I don’t think so.  And I don’t think you think so either.  So let’s find a way to balance our call to be faithful with our need to feel safe.  Let’s find a way to be the living water for which so many thirst.  Let’s find a way to be skilled in the risky hospitality of God.

Because St. Stephen’s is the kind of place you can wander into all by yourself just to drink it all in, and immediately know you are in God’s presence.  Maybe one day someone will step gingerly into this numinous, holy space all alone in the heat of the day and be transformed by an encounter with Jesus.  Maybe one day someone will leave here with her thirst slaked by the Living Water.  Maybe one day someone will go running back to our village, boldly proclaiming the good news of God’s presence here… who knows?  With God all things are possible.

And wouldn’t it be amazing to be a part of making it possible?  Amen.

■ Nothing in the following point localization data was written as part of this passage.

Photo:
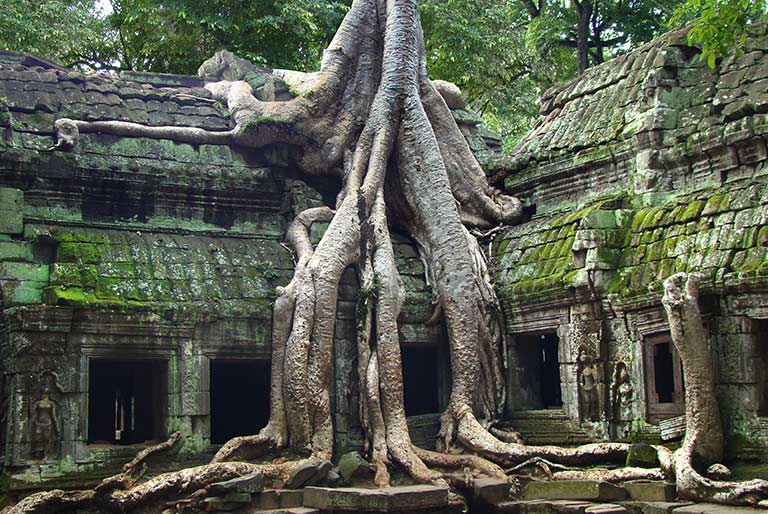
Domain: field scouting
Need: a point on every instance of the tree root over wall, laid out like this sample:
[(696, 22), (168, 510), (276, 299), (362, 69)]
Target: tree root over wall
[(372, 118)]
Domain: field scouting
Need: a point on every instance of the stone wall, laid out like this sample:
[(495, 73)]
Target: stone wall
[(647, 165), (149, 251)]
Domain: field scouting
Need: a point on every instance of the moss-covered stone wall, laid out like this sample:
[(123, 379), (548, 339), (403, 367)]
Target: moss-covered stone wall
[(648, 165)]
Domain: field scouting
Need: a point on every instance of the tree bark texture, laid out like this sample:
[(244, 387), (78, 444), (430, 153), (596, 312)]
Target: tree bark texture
[(372, 118)]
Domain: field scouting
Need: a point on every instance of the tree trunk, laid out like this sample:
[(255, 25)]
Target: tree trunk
[(373, 119), (702, 412), (584, 12)]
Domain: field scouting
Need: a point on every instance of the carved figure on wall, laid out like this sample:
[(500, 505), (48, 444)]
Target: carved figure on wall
[(45, 429), (623, 393), (589, 381)]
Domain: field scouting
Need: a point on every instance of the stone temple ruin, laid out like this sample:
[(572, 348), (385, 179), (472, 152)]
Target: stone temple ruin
[(137, 275)]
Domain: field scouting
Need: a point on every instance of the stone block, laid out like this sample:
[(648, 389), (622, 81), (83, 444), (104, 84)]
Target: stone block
[(352, 466), (491, 490), (605, 508), (573, 490), (217, 504), (650, 491), (11, 222), (393, 499), (237, 497), (642, 507), (253, 483), (642, 456), (11, 199), (310, 473), (711, 508)]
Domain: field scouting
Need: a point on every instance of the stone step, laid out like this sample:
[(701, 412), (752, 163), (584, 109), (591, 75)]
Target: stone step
[(589, 490), (491, 491), (711, 508), (546, 427), (289, 510), (650, 507), (279, 499), (557, 506), (650, 491), (391, 499)]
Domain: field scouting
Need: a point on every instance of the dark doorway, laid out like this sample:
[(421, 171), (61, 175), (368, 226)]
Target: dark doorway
[(761, 362), (665, 373), (126, 400), (540, 371), (421, 382), (664, 378), (239, 398)]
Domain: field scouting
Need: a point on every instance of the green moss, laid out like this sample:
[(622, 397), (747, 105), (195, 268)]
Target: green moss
[(691, 212), (749, 471)]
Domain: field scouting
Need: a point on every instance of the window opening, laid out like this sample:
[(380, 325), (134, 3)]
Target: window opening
[(126, 401), (540, 369)]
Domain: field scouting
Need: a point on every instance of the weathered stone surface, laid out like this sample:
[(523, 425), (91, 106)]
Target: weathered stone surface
[(572, 490), (352, 466), (710, 508), (309, 473), (651, 507), (491, 490), (393, 499), (642, 456), (253, 483), (650, 491)]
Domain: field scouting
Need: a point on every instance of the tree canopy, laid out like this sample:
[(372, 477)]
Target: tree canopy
[(503, 54)]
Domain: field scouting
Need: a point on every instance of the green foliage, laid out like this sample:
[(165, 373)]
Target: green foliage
[(719, 26), (504, 54), (276, 33), (486, 49), (70, 32)]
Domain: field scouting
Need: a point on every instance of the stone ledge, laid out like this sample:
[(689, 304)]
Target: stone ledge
[(393, 499)]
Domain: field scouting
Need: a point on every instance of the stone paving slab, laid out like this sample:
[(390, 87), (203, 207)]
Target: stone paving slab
[(650, 491), (651, 507), (392, 499), (573, 490), (711, 508)]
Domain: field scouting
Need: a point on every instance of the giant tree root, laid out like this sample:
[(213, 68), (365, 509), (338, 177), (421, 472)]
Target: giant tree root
[(372, 119), (147, 496)]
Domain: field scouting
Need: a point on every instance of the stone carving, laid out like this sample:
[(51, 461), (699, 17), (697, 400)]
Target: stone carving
[(589, 381), (623, 393), (44, 420)]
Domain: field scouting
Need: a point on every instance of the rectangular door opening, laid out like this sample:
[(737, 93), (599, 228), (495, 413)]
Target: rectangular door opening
[(761, 357), (126, 401), (540, 370), (664, 378), (421, 378), (239, 398)]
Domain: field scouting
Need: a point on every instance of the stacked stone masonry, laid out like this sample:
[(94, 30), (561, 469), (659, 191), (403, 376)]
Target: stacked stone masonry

Filed under Sermons by Margot

3 responses to “Holy Hospitality

  1. vherte

    So, it seem what you are feeling may be that the acts of communion that happened in a particular place leave behind something that makes that place holy. It is about the compassion and reverence for all that is human that join us and not really the place per se, but that the place knows that something special happened there and wants to share it with those who come to visit. These acts of shared humanity can emanate from many places, I believe, making holy places in the most unlikely of locations.


  2. The Rev. Margot Critchfield

    Lovely, yes…..beautifully put!


  3. Tim

    God is holy and where ever His Presence is , is holy..
    We See an example of this in Exodus chapter 3, when God called Moses.